MANIFESTO
Connecticut is
much in the news today as
The U.S. Supreme Court is scheduled to hear oral arguments this morning on a reverse discrimination complaint by a group of white New Haven firefighters who claim they were denied promotion because the city illegally rejected their top promotional examination scores when black colleagues scored relatively poorly on the same test.
The case, Ricci v. DeStefano, is the first to come before the court under Chief Justice John Roberts that broadly raises the issue of race in the work place. The court's decision could reshape hiring and promotional policies for millions of the nation's public employees—and possibly for private employers as well.

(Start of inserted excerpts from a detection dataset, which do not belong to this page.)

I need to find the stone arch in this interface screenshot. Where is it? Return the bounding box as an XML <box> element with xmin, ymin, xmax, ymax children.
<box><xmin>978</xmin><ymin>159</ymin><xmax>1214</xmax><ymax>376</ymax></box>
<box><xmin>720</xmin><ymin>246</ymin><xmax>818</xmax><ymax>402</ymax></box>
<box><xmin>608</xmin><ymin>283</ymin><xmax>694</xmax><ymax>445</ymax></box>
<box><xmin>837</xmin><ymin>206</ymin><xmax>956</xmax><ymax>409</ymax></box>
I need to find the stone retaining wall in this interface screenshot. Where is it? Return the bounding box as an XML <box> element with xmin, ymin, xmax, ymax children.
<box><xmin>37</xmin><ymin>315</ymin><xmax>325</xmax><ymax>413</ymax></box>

NPR and a number of other outlets were all over this story earlier today, and while I'm, at best, of two minds on this issue, the court's ultimate decision is one that, as the article points out, could be extraordinarily consequential.
2 Comments:
According to today's Hartford Courand (and I have no reason to doubt the longest running continuosly published daily newspaper in this great land!) the New Haven case is "the first to come before the court under Chief Justice John Roberts that broadly raises the issue of race in the work place". Chief Justice Roberts may actually be Yogi Berra or at the very least a devotee of Berraisms. In a majority opinion in 2007 dealing with racial discrimination Chief Justice Roberts wrote "the way to stop discrimination on the basis of race is to stop discriminating on the basis of race". Somewhere Mr. Peter Lawrence Berra is smiling.